There are paid appearances -- birthday parties and wedding receptions, usually a surprise for the bride from the groom.
Before leaving early for a bartending gig, the Hokie Bird handed a woman an engagement ring as she tailgated Saturday. One Hokie Bird's brother asked him to be the best man at his wedding -- complete with a tuxedo over the bird suit.
Before each game, the Hokie Bird gets feathered inside "the cage," a corner in the bowels of the basketball gym lined with cinder block walls.
"This smells like Chinese food," says the Hokie, lifting the bird's fuzzy orange pants.
The bird's gut pokes out, thanks to taped-together hula hoops inside the costume's chest. The wobbly thing on his beak wobbles. Its feet are plastic and orange and almost too big for climbing steps -- the kind that might make Big Bird envious.
Two seniors who play the Hokie Bird will wear the feet on graduation day, revealing their faces and ending a job that began three years ago with 43 students and tryouts spanning three weeks.
On the field, the Hokie Bird steals kisses from cheerleaders, pressing his beak to their lips. He picks one up, carrying her across the end zone like he's a groom with a bride and a threshold.
He flirts with the crowd, high-fiving and posing for camera phones with anyone within wing's reach.
"Hoo-kee Bird," fans shout from the bleachers.
There are hazards -- his tail feathers catch in an open fence. A TV camera cord gets wound around his foot.
But there are perks.
"Ooo! Hokie Bird! Yea!" a pretty girl squeals as the mascot perches himself on her lap.
In the stands, the bird jumps to the opening chords of Metallica. A college-aged fan leaves his seat and bounces with him.
On the sidelines, the Hokie Bird's voice is muffled as he confides about losing his Hokie head. He talks to a young man, the one who will wear the costume for the game's second half.
"I can't hear you," the young man says, noticing a TV crew. "You've got a camera on you."
The conversation ends, mascot dancing for the camera begins and as soon as the crew is gone, the Hokie Bird resumes talking to Hokie Bird No. 2, who begins to laugh.
The second-half Hokie Bird tells all the cheerleaders the mascot's head toppled off.
"Hanging out with the Hokie Bird is like running around with a chicken with its head cut off," he jokes to people on the sidelines.

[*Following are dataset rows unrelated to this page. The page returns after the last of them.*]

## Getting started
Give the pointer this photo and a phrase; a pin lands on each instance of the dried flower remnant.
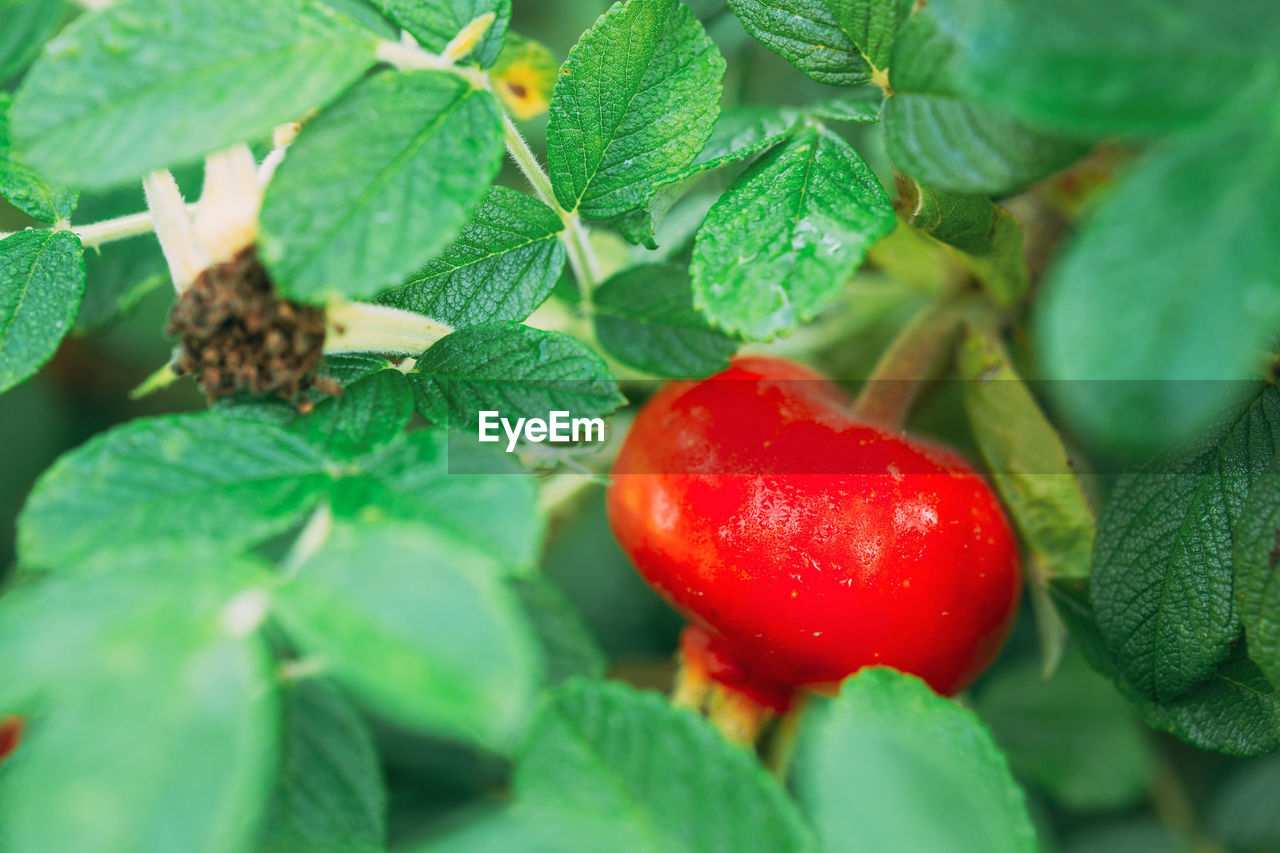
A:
(237, 336)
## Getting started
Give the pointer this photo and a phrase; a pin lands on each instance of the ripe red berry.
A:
(10, 733)
(803, 544)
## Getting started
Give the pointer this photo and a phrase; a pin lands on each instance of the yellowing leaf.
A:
(524, 76)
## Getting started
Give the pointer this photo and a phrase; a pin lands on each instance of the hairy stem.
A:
(360, 327)
(112, 229)
(174, 229)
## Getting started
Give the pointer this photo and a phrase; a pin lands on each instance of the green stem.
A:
(109, 229)
(888, 392)
(360, 327)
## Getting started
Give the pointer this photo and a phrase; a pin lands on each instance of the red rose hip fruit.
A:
(804, 544)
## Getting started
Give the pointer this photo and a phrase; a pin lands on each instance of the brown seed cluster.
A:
(237, 336)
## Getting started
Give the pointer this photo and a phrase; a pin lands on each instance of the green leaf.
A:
(606, 766)
(808, 35)
(567, 643)
(512, 369)
(379, 183)
(330, 793)
(151, 711)
(1104, 67)
(435, 22)
(778, 246)
(988, 240)
(634, 104)
(1162, 574)
(891, 766)
(369, 414)
(1027, 460)
(412, 479)
(1235, 710)
(1074, 735)
(419, 625)
(41, 283)
(739, 133)
(152, 83)
(24, 24)
(22, 187)
(1257, 580)
(859, 106)
(502, 265)
(1243, 813)
(872, 24)
(1185, 243)
(232, 482)
(937, 136)
(199, 479)
(645, 318)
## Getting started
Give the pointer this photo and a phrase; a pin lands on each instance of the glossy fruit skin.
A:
(803, 544)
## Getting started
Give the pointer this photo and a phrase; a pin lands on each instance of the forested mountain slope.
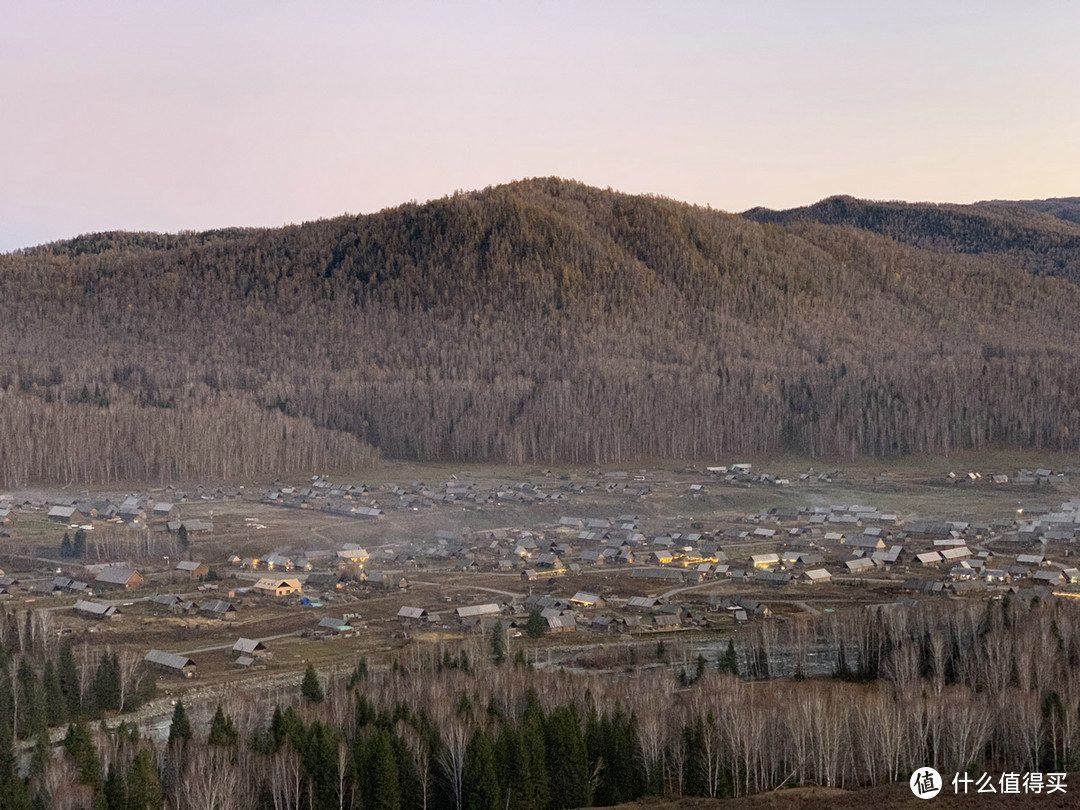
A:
(1027, 234)
(540, 321)
(1063, 207)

At halftime, under the bleachers, the first Hokie Bird's job is done. He kicks the bird feet off first. Then the Santa-style fur jacket fastened with zipper and Velcro, leaving only shorts, socks and a sweaty T-shirt.
He sits in an armchair with the upside-down bird head in his lap. The beak pokes his stomach as he digs inside, double-checking the faulty chin strap.
"You're all sweaty," his second half replacement groans, knowing he has to pull on the same costume.
"We're going to make the bird smell good," the second-half mascot says, reaching into his duffle bag and dousing the costume with musky Axe body spray.
He tosses the just-finished mascot a boxed dinner, who reaches in and bites into a cookie.
"Hey, bird," a man standing nearby calls to the mascot, offering him an uneaten sandwich.
The halftime clock ticks, the band plays and the cheerleaders rest against the wall.
"Oh, I really don't want to do this," the second half Hokie Bird says.
Off go his warm-up pants, hooded sweatshirt and hat. He shivers bare-chested in the cold as unseen feet clomp up and down the bleachers overhead.
"Oh, this is so cold," he stutters.
On go orange suspenders. On go the Hokie feet with yellow, molded claws. On goes the teddy-bear-textured maroon jumpsuit. On go the feathered gloves.
"Warmth," he shouts as the first-half Hokie zips him.
Finally, on goes the head. The first-half bird pats the mascot, sending him into the field. His tail feathers bob up and down as he marches. His hula-hoop gut pokes with pride.
The flag corps runs with banners spelling H-O-K-I-E-S. Cheerleaders flip across the field. A touchdown raises the score to 20-3 in favor of Tech, on the way to a 30-3 victory, and fireworks explode over the scoreboard. The Hokie runs across the zone spreading both feathered arms like he's an eagle.
It is five months until graduation, the day when those big bird feet will poke from a graduation robe. For now, the Hokie Bird sweats in his costume on a cold night, standing with those big feet crossed as he leans against the goalpost.